Monterey, 1851. Ever since her husband was killed in a bar fight, Eliza Ripple has been working in a brothel. It seems like a better life, at least at first. The madam, Mrs. Parks, is kind, the men are (relatively) well behaved, and Eliza has attained what few women have: financial security. But when the dead bodies of young women start appearing outside of town, a darkness descends that she can’t resist confronting. Side by side with her friend Jean, and inspired by her reading, especially by Edgar Allan Poe’s detective Dupin, Eliza pieces together an array of clues to try to catch the killer, all the while juggling clients who begin to seem more and more suspicious.
Eliza and Jean are determined not just to survive, but to find their way in a lawless town on the fringes of the Wild West—a bewitching combination of beauty and danger—as what will become the Civil War looms on the horizon. As Mrs. Parks says, “Everyone knows that this is a dangerous business, but between you and me, being a woman is a dangerous business, and don’t let anyone tell you otherwise …”
My Book Review
I chose to read this book after receiving a free e-copy from NetGalley. All opinions in this review are my own and completely unbiased.
This is the first book I’ve read by Jane Smiley, but it won’t be the last. A Dangerous Business is about Eliza who is working in a brothel since her husband was killed in a bar fight. She actually likes working there better than when she was with her husband because he treated her horribly. The men she services are all different, but most are harmless. If there’s a man she’s concerned about, she can leave her door cracked so that Carlos (their protector) can keep an eye out.
When someone starts murdering girls who work in Eliza’s profession, she and her friend, Jean, decide to investigate because the law doesn’t seem to care about the girls. Poor Eliza becomes suspicious of most men, but that’s understandable. The identity of the murderer has a twist, and I thought it had a good ending.
Like good historical fiction, A Dangerous Business has a good story, but it also has true historical facts. I’ve always been interested in American history, and that along with a murder mystery makes a great read.
About the Author
Jane Smiley is a Pulitzer Prize-winning American novelist.

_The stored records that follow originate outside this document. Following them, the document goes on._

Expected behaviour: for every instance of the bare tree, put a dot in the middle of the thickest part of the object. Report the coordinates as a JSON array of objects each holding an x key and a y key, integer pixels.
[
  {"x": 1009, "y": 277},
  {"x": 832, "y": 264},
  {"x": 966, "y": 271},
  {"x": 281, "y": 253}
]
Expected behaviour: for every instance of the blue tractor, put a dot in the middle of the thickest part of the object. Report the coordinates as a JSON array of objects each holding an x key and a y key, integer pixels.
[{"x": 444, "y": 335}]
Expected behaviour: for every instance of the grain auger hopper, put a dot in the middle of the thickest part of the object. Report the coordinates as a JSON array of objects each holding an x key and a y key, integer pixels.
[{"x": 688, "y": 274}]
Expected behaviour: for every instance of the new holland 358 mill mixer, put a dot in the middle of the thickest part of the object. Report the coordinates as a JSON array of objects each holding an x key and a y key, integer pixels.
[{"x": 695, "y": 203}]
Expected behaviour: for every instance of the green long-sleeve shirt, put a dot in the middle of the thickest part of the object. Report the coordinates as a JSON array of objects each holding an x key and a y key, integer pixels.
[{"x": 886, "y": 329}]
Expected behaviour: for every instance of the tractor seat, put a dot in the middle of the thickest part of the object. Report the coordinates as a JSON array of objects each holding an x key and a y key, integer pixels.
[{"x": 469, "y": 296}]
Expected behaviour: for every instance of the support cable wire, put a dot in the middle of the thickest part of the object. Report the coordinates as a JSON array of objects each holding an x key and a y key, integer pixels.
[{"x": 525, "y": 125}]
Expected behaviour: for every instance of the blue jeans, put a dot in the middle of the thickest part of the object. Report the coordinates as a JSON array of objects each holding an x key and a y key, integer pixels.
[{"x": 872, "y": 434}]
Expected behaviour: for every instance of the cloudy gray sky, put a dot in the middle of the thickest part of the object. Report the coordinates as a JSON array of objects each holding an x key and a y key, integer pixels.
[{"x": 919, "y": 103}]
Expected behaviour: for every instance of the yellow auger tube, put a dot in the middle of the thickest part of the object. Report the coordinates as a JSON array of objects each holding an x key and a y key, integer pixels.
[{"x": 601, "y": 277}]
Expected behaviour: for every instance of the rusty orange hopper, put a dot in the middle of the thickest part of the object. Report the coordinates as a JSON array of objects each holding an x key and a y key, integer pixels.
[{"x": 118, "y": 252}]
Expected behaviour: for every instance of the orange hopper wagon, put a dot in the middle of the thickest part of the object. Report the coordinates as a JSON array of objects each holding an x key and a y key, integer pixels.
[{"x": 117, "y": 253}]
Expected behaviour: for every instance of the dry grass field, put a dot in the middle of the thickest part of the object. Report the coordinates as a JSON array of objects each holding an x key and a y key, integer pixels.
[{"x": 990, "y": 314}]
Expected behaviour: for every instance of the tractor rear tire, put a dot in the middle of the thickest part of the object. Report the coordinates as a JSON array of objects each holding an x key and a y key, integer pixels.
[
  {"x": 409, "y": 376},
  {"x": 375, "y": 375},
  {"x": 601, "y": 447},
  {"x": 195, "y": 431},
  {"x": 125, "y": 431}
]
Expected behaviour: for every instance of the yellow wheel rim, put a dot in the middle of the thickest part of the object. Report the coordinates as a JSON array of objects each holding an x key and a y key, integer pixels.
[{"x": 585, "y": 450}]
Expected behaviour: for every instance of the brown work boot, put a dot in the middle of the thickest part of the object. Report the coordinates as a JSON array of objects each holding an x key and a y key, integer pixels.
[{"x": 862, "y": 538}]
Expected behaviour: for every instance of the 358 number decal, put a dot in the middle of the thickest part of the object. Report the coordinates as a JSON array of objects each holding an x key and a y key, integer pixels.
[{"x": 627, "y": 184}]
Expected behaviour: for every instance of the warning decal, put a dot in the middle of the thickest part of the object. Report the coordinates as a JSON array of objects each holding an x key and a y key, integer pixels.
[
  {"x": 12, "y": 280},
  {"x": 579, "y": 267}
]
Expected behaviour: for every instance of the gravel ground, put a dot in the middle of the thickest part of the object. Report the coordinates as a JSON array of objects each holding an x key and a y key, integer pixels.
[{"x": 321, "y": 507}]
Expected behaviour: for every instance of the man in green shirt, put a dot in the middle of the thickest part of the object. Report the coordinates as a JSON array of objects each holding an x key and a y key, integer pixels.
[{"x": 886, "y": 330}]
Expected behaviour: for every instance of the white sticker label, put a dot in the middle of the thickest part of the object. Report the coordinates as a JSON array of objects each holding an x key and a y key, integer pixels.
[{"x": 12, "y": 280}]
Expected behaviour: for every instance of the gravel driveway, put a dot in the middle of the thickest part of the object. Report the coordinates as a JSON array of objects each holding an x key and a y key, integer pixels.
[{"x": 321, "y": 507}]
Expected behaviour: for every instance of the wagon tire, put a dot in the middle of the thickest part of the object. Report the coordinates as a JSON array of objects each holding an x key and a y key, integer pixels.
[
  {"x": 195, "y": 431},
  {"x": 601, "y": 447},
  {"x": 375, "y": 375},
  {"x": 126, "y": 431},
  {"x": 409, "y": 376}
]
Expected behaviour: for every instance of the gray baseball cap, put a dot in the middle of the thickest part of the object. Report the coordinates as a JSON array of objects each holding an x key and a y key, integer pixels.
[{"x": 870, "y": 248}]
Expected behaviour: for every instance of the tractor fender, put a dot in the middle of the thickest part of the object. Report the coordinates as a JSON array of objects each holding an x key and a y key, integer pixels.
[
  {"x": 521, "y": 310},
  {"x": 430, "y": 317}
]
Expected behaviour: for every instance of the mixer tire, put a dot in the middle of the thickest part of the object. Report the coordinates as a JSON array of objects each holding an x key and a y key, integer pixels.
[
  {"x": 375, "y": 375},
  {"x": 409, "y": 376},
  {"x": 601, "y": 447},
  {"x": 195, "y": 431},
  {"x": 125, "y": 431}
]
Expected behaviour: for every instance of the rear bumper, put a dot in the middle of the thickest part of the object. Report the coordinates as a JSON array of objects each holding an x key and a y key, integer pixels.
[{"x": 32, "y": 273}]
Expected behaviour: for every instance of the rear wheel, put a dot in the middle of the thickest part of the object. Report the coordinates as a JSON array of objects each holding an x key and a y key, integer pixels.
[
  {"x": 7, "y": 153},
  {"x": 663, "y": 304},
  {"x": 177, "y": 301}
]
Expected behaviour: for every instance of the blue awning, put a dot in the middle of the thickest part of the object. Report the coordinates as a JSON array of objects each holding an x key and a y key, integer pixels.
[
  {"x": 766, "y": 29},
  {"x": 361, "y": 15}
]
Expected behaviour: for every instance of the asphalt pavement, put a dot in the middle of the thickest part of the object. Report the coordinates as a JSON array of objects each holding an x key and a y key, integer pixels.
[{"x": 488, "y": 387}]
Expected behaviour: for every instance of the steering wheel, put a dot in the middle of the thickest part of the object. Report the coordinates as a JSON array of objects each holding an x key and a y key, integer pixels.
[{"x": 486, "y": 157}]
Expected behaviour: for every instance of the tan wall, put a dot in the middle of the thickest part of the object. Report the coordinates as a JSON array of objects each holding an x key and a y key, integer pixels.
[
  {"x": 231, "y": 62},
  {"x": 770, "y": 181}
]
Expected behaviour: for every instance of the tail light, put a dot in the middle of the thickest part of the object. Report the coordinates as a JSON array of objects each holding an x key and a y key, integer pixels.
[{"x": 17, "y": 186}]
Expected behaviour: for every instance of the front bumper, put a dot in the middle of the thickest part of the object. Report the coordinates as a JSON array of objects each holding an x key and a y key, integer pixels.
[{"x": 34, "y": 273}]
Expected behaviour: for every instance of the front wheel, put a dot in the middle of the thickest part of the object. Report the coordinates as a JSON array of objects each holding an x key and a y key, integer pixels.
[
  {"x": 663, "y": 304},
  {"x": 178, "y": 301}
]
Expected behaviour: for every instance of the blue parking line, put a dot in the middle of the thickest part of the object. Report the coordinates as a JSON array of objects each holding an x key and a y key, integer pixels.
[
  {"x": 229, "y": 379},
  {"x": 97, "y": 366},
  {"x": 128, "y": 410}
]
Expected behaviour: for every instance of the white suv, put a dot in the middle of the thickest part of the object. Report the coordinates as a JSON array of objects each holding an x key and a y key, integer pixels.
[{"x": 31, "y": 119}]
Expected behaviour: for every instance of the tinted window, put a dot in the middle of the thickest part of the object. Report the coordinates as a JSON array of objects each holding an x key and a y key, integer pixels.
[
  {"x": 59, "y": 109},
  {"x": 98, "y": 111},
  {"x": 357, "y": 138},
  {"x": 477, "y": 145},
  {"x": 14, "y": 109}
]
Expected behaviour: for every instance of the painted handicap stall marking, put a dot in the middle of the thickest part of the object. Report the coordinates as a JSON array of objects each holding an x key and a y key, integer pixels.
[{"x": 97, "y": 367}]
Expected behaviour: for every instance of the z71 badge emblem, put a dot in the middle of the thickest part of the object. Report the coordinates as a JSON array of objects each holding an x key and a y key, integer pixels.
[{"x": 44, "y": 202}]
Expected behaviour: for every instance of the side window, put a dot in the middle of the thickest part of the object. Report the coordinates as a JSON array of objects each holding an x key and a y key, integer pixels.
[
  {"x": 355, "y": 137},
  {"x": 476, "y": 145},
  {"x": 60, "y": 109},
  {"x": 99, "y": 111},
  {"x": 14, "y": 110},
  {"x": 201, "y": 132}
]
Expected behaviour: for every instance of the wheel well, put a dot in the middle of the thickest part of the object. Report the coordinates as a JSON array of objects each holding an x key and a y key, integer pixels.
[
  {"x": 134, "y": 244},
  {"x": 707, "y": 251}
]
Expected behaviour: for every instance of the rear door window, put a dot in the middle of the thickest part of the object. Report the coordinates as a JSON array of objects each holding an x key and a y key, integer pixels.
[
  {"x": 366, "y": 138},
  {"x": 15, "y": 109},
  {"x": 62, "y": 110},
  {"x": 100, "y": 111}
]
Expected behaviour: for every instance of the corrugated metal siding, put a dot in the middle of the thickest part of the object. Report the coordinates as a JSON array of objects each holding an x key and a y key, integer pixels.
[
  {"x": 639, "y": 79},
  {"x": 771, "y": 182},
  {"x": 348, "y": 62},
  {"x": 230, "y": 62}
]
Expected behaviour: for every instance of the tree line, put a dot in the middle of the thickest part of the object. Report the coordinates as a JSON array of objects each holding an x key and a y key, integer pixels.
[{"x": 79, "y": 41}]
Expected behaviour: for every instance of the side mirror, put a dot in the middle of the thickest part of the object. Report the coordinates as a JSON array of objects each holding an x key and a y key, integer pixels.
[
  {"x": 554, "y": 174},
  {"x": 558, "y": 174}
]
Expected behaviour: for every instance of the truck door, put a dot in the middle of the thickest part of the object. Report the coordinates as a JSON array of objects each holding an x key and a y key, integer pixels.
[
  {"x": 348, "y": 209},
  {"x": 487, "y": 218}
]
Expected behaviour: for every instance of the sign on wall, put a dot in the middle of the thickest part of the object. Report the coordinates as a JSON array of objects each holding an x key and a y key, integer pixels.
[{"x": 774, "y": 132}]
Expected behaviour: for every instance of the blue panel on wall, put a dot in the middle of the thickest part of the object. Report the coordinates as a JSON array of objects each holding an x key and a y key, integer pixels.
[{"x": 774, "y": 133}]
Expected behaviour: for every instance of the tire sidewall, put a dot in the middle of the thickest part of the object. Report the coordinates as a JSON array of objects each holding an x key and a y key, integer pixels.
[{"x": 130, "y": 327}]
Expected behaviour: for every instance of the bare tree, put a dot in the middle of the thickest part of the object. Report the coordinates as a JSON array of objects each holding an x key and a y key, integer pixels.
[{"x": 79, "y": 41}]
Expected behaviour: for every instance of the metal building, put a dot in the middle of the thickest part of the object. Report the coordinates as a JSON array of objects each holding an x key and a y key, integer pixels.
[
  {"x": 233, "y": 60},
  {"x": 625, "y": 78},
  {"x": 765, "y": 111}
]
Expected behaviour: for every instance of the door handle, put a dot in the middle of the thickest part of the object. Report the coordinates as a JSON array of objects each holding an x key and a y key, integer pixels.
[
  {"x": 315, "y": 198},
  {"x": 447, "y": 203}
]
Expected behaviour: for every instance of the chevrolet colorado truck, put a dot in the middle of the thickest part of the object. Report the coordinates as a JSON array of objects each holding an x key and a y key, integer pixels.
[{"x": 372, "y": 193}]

Born in Los Angeles, California, Smiley grew up in Webster Groves, Missouri, a suburb of St. Louis, and graduated from John Burroughs School. She obtained a A.B. at Vassar College, then earned a M.F.A. and Ph.D. from the University of Iowa. While working towards her doctorate, she also spent a year studying in Iceland as a Fulbright Scholar. From 1981 to 1996, she taught at Iowa State University. Smiley published her first novel, Barn Blind, in 1980, and won a 1985 O. Henry Award for her short story “Lily”, which was published in The Atlantic Monthly. Her best-selling A Thousand Acres, a story based on William Shakespeare’s King Lear, received the Pulitzer Prize for Fiction in 1992. It was adapted into a film of the same title in 1997. In 1995 she wrote her sole television script produced, for an episode of Homicide: Life on the Street. Her novella The Age of Grief was made into the 2002 film The Secret Lives of Dentists.
Thirteen Ways of Looking at the Novel (2005), is a non-fiction meditation on the history and the nature of the novel, somewhat in the tradition of E. M. Forster’s seminal Aspects of the Novel, that roams from eleventh century Japan’s Murasaki Shikibu’s The Tale of Genji to twenty-first century Americans chick lit.
In 2001, Smiley was elected a member of The American Academy of Arts and Letters.